Hypothesis node around calculating p values of regression models

When using a linear regression model to predict a certain value, you are often using numerous data columns in this model.

the more data columns that are used relative to the number of data points (I.e. degrees of freedom), the more likelihood of getting a chance correlation.

please can you design a hypothesis node which will take two columns for comparison (one is actual data set, the other is predicted data), and look for the correlation coefficient, and then using a user input on number of data columns used for the predicted column, calculate a p score. 



I would instinctively want something like this to go directly into the predictor node, but am guessing that this will be a bit of work to implement. For example, we would probably need to  update our pmml from the learner to include the values needed to calculate these statistics.  It seems possible anyways.

Before we go too far down that road however, please have a look at the linked website, and let me know if these are the sorts of things that you are looking for.  I would expect that a confidence interval for each of the predicted values along with a table containing a summary and another with coefficients fpr listed in the linked site would be everything you always wanted, no?


If we can get the desired behavior described in a bit more detail, I can log it in our system as a feature request.

For now, as always, if you can't do it directly in KNIME, at least you can probably do it in KNIME in R :)


I dunno what a chance correlation means. Good numerical correlation does not imply causation, but it does indicate that the dependent variable can be predicted by the correlated independent variable.

Would this not be possible by using the correlation node & correlation in the following 2ways:

1. Identify all linearly correlated X columns without looking at Y.

2. Identify all X columns above a given correlation threshold say 0.7 with Y.

Keepall columns that satisfy 2. and then among the X columns leftover, looking at their mutual correlation, choose those with a greater correlation with Y.

Some Numerical and row/column Filters and possibly the transpose nodes may be required.

PCA can also be used to find columns with high weights that occur in principle components 1-3.

Hi in silico.
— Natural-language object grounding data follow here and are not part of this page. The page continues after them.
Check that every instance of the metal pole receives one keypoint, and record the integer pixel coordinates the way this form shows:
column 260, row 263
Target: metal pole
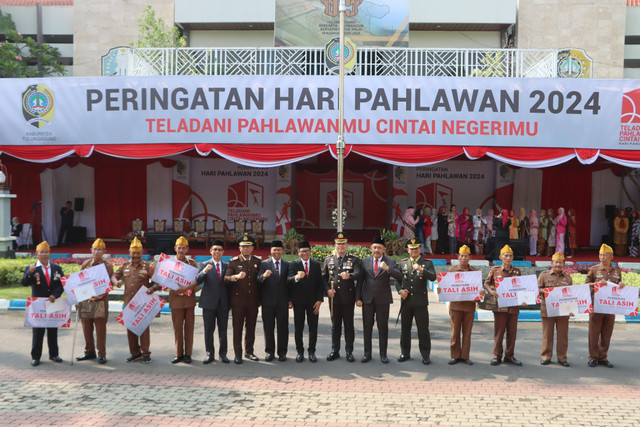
column 340, row 143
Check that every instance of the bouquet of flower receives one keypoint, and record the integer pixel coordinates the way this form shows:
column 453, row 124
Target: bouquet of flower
column 334, row 216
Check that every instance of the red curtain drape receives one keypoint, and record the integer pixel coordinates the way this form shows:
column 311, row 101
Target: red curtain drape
column 121, row 195
column 570, row 188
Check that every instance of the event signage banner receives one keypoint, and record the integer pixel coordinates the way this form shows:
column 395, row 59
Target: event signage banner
column 500, row 112
column 610, row 299
column 383, row 23
column 139, row 313
column 38, row 315
column 514, row 291
column 460, row 286
column 84, row 284
column 566, row 300
column 174, row 274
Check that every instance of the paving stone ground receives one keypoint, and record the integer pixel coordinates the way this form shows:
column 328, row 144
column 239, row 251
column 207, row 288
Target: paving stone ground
column 322, row 394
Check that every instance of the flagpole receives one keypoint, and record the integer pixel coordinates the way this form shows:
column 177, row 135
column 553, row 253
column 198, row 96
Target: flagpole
column 340, row 143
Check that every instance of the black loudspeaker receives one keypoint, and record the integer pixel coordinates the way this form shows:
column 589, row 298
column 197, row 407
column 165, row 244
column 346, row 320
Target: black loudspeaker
column 158, row 243
column 78, row 205
column 609, row 211
column 520, row 248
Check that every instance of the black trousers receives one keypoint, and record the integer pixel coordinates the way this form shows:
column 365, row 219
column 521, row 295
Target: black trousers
column 421, row 314
column 209, row 318
column 270, row 315
column 379, row 312
column 342, row 314
column 299, row 313
column 38, row 337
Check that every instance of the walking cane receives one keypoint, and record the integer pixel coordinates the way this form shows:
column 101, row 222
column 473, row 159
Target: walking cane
column 75, row 333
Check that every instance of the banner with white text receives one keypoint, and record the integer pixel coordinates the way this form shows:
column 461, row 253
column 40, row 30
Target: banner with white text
column 500, row 112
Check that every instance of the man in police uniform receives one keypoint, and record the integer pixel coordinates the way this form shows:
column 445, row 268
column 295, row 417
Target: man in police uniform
column 415, row 300
column 461, row 313
column 600, row 324
column 241, row 275
column 505, row 319
column 134, row 275
column 97, row 251
column 551, row 279
column 44, row 279
column 182, row 304
column 340, row 272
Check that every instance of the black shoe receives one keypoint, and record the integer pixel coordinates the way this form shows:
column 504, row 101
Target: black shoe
column 86, row 356
column 513, row 361
column 134, row 358
column 333, row 356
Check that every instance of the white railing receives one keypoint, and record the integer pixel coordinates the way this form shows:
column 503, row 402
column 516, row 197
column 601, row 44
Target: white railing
column 370, row 62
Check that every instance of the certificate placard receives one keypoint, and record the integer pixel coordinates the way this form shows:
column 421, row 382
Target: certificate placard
column 563, row 300
column 460, row 286
column 84, row 284
column 513, row 291
column 36, row 315
column 139, row 313
column 173, row 274
column 610, row 299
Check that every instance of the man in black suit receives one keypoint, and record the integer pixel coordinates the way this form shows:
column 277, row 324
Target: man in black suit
column 373, row 294
column 214, row 301
column 44, row 279
column 306, row 293
column 340, row 272
column 272, row 275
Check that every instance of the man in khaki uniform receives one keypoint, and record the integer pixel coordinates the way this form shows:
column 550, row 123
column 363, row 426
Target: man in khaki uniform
column 601, row 325
column 97, row 251
column 551, row 279
column 461, row 313
column 134, row 275
column 242, row 277
column 182, row 309
column 505, row 319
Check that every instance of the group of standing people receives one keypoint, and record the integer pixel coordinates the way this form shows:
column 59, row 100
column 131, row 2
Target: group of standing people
column 444, row 232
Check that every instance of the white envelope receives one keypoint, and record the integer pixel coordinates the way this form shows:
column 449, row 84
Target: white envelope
column 84, row 293
column 53, row 307
column 527, row 297
column 567, row 308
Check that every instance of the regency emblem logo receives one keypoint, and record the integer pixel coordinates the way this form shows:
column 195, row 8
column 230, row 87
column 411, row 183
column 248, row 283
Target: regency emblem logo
column 37, row 105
The only trouble with using a large number of x columns to build a multi linear model, even with an r of 0.7 is that you could end up with a model which appears to be very predictive but as it happens is just a chance correlation, because there are now so many variables it's possible to get all the x columns to fit and predict the y column. 

It would be very useful to quantify what that chance correlation is (I.e what the p value is) for the given model correlation (r) considering how many data points there are and how many x columns were used.

i.e. a MLR model which uses 3 data columns with an R2 of 0.7 is a much better model than a MLR which uses 6 data columns with an R2 of 0.7 as the risk of a chance correlation is considerably lower. So what is the p value for both?


Hi Aaron, getting the statistics into the predictor nodes would be the best case scenario but I realised this may a lot of extra work. The reported statistics of p values on each independent variable would be very useful and the F value and it's associated p value of the model would be very desirable! As well as the R2 value too. This link also explains the same thing, but I understood this one a bit better; http://dss.wikidot.com/multiple-regression. But yes, the output contents in your link would be perfect!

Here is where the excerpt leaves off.